Relembramos o ódio figadal de Hitler e seus mais directos colaboradores, como Goebbels, aos modernismos artísticos. Houve várias acções sucessivas que foram decisivas para o desaparecimento sistemático de obras e autores inspirados pelas vanguardas e que tomou o nome de Arte Degenerada. Literatura, artes plásticas, arquitectura, música, teatro e dança sofrem um drástico golpe a favor da Arte Arianizada que celebrava a raça “pura”, as sagas e heróis medievais que invocavam a antiga Germânia, os autores clássicos adaptados ideologicamente como Goethe e Schiller, a idealização da estatuária grega antiga a par de uma arte popular que vinculava o cidadão comum a estes princípios e valores, mas também as classes diferenciadas que passaram a apreciar a arte pelo sangue, apoiada na consanguinidade e na descendência, e pelo solo, através da valorização do torrão onde se nascia. (Blut und Boden)

Os artistas exilam-se, morrem em campos de extermínio. Mas Palucca não. A estética nacional-socialista elege a arte clássica, a arte medieval como referência. Manda esculpir gigantescas figuras humanas, musculadas, de pés bem assentes na terra e à medida de uma nova nação. Arno Breker e Josef Thorak assumem a evidência de serem pintores do regime.

Sobre Palucca deveria recair um outro veredicto: ela era judia e fora denunciada como comunista. Olhada sob outro prisma: A fé judaica vinha-lhe do lado materno ainda que com banimento por parte do avô. Para os nacional-socialistas a investigação familiar sobre a fé de cada um podia ir até ao 5º grau de descendência. Às vezes inventavam-se dados inexistentes.

Deixando para trás muita informação, mas tomando outra como importante, é na crença de que o ser humano se transforma através do movimento e de que a dança pode contribuir para a reforma da sociedade que tanto Mary Wigman como Gret Palucca informam os seus colegas e alunos de que ambas se tinham inscrito, a 11 de Julho de 1933, na Associação Nacional-socialista de Professores e na Liga Alemã de Combate. Ao mesmo tempo que as duas artistas tomavam esta decisão, Palucca ajudava uma sua colega da Escola de Dança, que era judia, a fugir para a Palestina. Trocara, entretanto, o seu agente artístico judeu com quem trabalhava há anos por um agente ariano. (Beyer, 2009: 157-158) Os saltos e as piruetas de Palucca não interessavam a Hitler, mas ele soube esperar pela ocasião certa para a designar como «a mais alemã das dançarinas.»

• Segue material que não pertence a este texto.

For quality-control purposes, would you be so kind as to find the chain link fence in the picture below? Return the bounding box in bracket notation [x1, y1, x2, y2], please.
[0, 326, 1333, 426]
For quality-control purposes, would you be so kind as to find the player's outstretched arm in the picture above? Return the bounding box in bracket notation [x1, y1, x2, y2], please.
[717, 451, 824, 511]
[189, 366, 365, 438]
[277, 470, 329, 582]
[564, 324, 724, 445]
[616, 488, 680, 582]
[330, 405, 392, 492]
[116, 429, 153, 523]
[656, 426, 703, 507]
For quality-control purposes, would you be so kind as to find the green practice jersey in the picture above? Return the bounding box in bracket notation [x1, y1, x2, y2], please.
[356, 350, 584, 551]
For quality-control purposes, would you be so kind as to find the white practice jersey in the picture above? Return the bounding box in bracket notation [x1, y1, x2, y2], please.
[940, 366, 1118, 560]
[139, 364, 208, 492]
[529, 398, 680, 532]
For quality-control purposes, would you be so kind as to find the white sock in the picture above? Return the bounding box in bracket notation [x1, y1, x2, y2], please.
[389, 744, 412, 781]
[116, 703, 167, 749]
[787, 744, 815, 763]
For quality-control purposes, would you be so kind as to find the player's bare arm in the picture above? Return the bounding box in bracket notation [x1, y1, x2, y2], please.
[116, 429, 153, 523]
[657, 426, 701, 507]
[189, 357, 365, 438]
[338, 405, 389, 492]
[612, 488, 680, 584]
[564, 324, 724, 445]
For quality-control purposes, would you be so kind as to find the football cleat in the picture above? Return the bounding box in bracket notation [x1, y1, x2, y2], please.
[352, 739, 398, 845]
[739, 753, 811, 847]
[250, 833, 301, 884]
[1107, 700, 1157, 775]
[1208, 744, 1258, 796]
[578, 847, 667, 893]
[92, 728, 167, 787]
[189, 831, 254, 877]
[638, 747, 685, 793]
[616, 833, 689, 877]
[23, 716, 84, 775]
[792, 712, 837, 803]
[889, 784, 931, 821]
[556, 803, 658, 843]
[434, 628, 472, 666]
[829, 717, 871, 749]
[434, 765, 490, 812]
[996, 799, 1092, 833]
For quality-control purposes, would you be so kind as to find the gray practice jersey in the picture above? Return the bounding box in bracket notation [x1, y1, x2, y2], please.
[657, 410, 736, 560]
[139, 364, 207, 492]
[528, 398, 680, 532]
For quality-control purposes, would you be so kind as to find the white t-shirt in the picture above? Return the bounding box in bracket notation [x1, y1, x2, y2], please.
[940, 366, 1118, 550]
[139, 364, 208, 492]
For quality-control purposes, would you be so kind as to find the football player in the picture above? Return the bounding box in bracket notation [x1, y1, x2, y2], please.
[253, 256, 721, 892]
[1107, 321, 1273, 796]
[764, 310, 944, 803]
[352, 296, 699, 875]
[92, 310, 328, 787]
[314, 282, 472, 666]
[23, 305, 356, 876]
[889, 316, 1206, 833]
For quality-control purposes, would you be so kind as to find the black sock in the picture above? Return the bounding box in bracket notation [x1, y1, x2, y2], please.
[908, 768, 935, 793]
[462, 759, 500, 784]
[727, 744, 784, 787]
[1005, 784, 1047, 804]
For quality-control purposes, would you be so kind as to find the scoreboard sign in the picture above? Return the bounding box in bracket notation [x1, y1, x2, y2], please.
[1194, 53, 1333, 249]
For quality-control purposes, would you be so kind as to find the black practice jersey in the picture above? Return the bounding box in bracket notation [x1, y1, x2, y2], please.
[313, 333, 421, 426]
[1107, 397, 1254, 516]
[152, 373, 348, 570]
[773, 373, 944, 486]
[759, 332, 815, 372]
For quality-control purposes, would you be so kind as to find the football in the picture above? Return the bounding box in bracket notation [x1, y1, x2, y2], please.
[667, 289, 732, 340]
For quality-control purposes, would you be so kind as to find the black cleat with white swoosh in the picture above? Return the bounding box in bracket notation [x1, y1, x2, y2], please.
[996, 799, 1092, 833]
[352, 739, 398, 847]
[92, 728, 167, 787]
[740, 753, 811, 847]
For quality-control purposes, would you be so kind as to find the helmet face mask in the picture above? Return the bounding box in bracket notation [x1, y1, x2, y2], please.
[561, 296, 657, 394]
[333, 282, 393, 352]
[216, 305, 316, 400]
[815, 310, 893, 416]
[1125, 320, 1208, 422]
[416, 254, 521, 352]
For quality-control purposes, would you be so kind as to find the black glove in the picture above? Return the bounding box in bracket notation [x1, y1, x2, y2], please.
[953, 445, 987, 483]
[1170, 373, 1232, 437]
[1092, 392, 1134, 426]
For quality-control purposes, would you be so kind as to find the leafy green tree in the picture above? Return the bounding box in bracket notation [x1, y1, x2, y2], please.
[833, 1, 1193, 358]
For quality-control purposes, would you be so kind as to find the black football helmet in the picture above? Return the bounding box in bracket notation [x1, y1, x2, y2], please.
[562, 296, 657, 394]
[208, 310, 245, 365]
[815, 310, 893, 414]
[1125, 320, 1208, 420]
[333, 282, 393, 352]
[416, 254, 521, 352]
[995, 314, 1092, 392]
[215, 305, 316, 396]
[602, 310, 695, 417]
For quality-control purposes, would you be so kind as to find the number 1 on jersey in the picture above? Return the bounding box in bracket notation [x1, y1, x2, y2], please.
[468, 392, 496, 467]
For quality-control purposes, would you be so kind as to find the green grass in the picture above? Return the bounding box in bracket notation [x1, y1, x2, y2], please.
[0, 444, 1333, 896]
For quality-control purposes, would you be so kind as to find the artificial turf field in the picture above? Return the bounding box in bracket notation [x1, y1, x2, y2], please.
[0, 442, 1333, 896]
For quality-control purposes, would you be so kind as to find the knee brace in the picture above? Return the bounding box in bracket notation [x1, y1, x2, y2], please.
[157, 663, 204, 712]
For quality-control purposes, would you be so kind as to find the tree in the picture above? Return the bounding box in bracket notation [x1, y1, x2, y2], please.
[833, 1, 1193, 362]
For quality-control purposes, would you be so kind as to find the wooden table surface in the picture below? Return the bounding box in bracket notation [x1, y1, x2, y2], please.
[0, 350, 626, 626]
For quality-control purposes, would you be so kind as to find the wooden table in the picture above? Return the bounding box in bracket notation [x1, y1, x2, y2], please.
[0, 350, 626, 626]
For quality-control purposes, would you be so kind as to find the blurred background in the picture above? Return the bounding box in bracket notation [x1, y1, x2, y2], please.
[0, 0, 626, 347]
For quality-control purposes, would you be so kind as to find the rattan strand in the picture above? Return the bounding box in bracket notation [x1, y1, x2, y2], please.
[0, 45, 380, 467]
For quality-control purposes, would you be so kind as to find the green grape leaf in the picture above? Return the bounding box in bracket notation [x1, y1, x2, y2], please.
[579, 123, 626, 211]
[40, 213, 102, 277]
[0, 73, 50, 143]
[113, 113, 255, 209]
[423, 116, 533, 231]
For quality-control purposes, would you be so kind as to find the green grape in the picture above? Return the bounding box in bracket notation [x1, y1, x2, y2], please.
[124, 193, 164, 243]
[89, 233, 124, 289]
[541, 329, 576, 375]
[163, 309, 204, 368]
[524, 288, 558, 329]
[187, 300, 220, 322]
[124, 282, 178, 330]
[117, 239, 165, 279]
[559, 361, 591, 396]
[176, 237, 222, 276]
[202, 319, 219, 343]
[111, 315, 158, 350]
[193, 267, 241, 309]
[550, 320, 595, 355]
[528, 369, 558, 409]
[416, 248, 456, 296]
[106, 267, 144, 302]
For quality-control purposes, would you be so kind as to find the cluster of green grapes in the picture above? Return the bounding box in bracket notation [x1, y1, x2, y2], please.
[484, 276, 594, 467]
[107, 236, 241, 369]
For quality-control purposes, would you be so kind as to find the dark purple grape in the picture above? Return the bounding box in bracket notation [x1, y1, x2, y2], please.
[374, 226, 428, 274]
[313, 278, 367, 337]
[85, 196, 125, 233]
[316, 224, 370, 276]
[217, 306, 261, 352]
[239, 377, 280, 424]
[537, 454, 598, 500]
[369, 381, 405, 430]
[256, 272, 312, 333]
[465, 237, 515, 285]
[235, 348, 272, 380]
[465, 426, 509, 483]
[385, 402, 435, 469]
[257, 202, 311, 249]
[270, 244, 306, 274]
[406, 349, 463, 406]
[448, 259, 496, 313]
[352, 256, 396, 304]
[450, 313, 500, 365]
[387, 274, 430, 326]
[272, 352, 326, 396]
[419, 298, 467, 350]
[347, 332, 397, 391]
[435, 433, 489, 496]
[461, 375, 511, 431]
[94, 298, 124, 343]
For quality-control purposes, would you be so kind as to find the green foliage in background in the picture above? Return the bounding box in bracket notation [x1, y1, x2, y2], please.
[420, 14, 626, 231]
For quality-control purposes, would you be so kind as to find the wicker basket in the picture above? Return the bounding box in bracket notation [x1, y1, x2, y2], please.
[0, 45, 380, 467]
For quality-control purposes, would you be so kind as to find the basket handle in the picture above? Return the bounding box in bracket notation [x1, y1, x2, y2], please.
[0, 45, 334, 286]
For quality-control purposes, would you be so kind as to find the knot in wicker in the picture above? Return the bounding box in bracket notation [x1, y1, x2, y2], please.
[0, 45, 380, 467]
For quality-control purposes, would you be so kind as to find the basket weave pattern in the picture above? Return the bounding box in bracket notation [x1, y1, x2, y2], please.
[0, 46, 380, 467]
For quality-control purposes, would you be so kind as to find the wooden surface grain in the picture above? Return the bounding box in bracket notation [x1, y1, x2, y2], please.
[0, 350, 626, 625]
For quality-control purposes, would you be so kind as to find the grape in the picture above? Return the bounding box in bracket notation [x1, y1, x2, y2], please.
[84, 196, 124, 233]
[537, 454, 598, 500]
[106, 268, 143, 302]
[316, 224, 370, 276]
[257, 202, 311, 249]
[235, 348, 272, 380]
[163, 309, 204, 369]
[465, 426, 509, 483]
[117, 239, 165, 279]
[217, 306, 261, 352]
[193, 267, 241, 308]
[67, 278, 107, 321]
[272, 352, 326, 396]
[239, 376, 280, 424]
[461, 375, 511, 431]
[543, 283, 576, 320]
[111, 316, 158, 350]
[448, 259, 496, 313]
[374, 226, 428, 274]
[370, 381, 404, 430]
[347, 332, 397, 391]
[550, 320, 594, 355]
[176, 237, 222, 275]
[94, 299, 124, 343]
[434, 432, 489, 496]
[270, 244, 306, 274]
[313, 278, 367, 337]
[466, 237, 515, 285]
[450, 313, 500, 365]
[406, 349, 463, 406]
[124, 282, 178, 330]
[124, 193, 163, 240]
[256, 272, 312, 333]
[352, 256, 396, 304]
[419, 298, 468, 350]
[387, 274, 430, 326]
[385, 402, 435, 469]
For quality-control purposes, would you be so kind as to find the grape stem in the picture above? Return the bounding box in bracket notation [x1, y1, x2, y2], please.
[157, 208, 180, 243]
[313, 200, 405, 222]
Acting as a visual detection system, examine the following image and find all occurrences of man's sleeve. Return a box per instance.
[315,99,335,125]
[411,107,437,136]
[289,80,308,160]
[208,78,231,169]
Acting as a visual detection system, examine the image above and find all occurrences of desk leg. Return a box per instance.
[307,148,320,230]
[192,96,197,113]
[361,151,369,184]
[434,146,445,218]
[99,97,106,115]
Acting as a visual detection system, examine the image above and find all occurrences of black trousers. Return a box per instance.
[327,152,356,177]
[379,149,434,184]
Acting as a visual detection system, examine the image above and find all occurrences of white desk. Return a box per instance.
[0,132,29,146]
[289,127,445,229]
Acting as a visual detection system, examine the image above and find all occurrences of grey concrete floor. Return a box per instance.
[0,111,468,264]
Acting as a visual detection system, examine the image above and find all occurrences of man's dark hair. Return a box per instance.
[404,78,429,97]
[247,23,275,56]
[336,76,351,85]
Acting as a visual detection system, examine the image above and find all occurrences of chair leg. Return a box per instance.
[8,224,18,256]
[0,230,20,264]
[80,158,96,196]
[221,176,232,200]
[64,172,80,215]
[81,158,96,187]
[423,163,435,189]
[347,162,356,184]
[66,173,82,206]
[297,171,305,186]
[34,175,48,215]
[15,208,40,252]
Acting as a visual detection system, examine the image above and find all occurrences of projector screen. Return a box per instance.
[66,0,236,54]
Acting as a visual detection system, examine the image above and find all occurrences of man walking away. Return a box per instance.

Palucca é encarregue de escrever umas palavras a propósito do programa dedicado à dança para os Jogos Olímpicos de 1936:

«Como vivemos e experienciamos as coisas de maneira diferente daqueles que nos precederam e daqueles que vivem connosco, devemos também moldá-las de maneira diferente. Pessoas e tempo criam um terreno comum, e nós amamo-los porque eles nos unem. Mas no nosso povo e no nosso tempo, ouvimos a voz de nosso próprio sangue enquanto trabalhamos. Portanto, todos ficam sozinhos e aguardam o eco. Pela primeira vez na história, bailarinos de todo o mundo encontram-se no Festival Internacional de Dança na Alemanha. Cada um de nós vem como representante de seu povo e como representante de uma arte comum. Compreender-nos-emos melhor, quanto mais claramente formos o que somos por natureza. Disseram de mim que eu era a bailarina mais alemã, não sei bem. Se assim for, então estou feliz e com alegria sincera saúdo todos os bailarinos cujo país reivindica o mesmo.» (Stabel, 2019: 76-77)                                                                                                                                                                                                                                           

 

Obras de consulta em alemão usadas em corpo de texto

BEYER, Susanne, 2009. Palucca – Die Biografie, Berlin: AvivA, pp. 157-158.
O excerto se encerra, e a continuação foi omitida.